Leeremos salmos de lamentación, que expresan angustia, clamor por auxilio y esperanza en Dios. También encontraremos salmos imprecatorios, en los que se invoca la justicia de Dios y el cumplimiento de Sus promesas.
LIBRO DE LOS SALMOS
Con frecuencia leemos los Salmos como una colección de cánticos aislados que parecen tener poca relación con la historia de las Escrituras. Sin embargo, como nacieron de situaciones reales de la vida, pueden conmovernos profundamente cuando los utilizamos para expresar nuestras oraciones a Dios.
Primero, lea estos Salmos a la luz de la historia del rey David que hemos leído en 1 Samuel (observe los títulos en su traducción de la Biblia, ya que muchos señalan momentos específicos de esa historia).
Luego, considere las emociones expresadas en cada Salmo y observe cómo, con frecuencia, pasan de un clamor por ayuda a una firme esperanza en Dios. Permita que ese mismo recorrido transforme también su corazón mientras recita y medita en los Salmos.
ACTO 2 – ESCENA 5
Bosquejo:
Fecha: 10 al 16 de agosto de 2026.
Textos:
Día 1 – lunes: Salmos capítulos 7 y 27.
Enfoques principales:
Día 2 – martes: Salmos capítulos 31 y 34.
Enfoques principales:
Día 3 – miércoles: Salmos capítulos 52, 56 y 120.
Enfoques principales:
Día 4 – jueves: Salmos capítulos 140 y 141.
Enfoques principales:
Día 5 – viernes: Salmos capítulos 142 y 25.
Enfoques principales:
Día 6 – sábado: Salmos capítulos 26 y 27.
Enfoques principales:
Aplicación de la lectura de los Salmos:
Los Salmos que hemos leído esta semana nos muestran que la vida del pueblo de Dios no está exenta de conflictos, injusticias, temor o persecución. Gran parte de estos cánticos nació en los momentos más difíciles de la vida de David: cuando fue acusado injustamente, perseguido por Saúl, traicionado por personas cercanas, escondido en cuevas y rodeado de enemigos. Aun así, todos ellos revelan una verdad central: el pueblo de Dios puede llevar delante de Él todos sus dolores, porque el Señor sigue siendo un refugio seguro.
Para la iglesia de hoy, estos Salmos nos enseñan que la vida cristiana no consiste en negar el sufrimiento, sino en enfrentarlo en la presencia de Dios. Vivimos en una sociedad marcada por la ansiedad, la mentira, la violencia, las divisiones y las presiones diarias. Al igual que David, también atravesamos momentos en los que somos mal comprendidos, tratados con injusticia o desanimados. Sin embargo, la respuesta bíblica no es la venganza ni la desesperación, sino la confianza en el carácter de Dios.
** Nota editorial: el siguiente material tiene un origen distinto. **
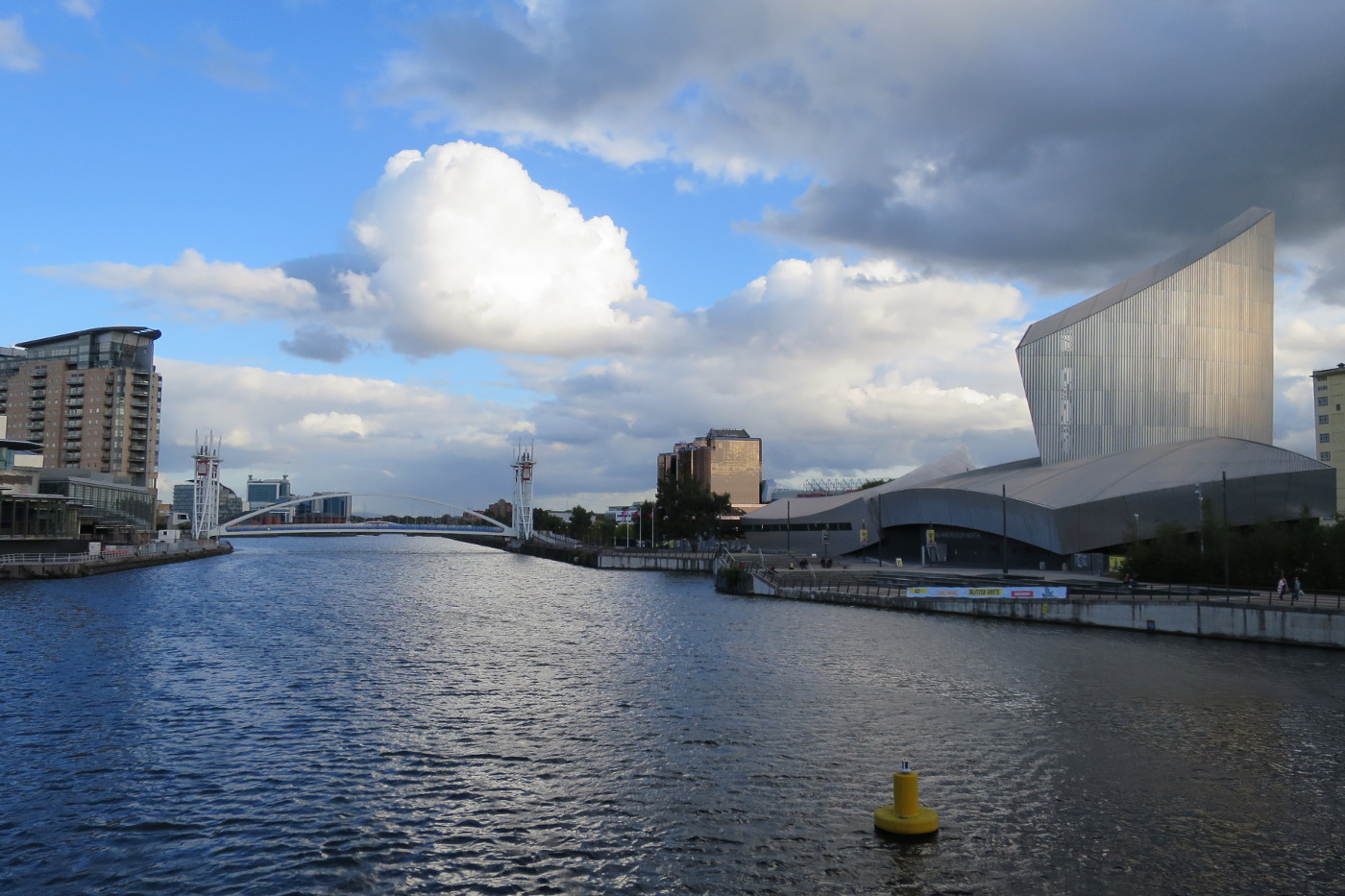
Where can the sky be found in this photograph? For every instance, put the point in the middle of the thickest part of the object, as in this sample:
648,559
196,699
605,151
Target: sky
389,241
Los Salmos 7, 52, 56 y 140–142 nos recuerdan que Dios es el Juez justo, que conoce la verdad y defiende a quienes esperan en Él. Los Salmos 25, 26 y 27 nos llaman a vivir con integridad, buscando la dirección del Señor por encima de las circunstancias. El Salmo 31 nos enseña a poner nuestra vida en las manos de Dios, confiando en que nuestros tiempos están en Sus manos. El Salmo 34 nos invita a experimentar la bondad del Señor y a dar testimonio de Su fidelidad a los demás. Por su parte, el Salmo 120 revela el deseo del creyente de vivir en paz, aun cuando está rodeado por un mundo que ama el conflicto.
Estos cánticos también nos enseñan que la oración sincera transforma el corazón. En muchos de ellos, David comienza expresando miedo, tristeza o angustia, pero termina proclamando confianza, esperanza y alabanza. Esto nos muestra que la presencia de Dios no solo cambia las circunstancias; transforma, sobre todo, a quien ora.
Por lo tanto, la iglesia está llamada a hacer de los Salmos su propia oración: derramando delante de Dios sus aflicciones, confiando en Su justicia, permaneciendo fiel en medio de las pruebas y proclamando que solo el Señor es nuestro refugio y nuestra esperanza. En Cristo encontramos el cumplimiento perfecto de esa esperanza, porque Él es el Rey justo, el Pastor fiel y el Salvador que venció definitivamente el pecado, la muerte y todo mal.
En resumen, la lectura de esta semana nos desafía a vivir una fe perseverante, que lleva todas sus luchas al Señor, espera pacientemente Su intervención y permanece firme en la certeza de que Dios sigu e gobernando la historia y cuidando de Su pueblo. Así como David encontró seguridad en la presencia de Dios, la iglesia de hoy también puede caminar con valentía, sabiendo que «El Señor es mi luz y mi salvación» (Salmo 27:1).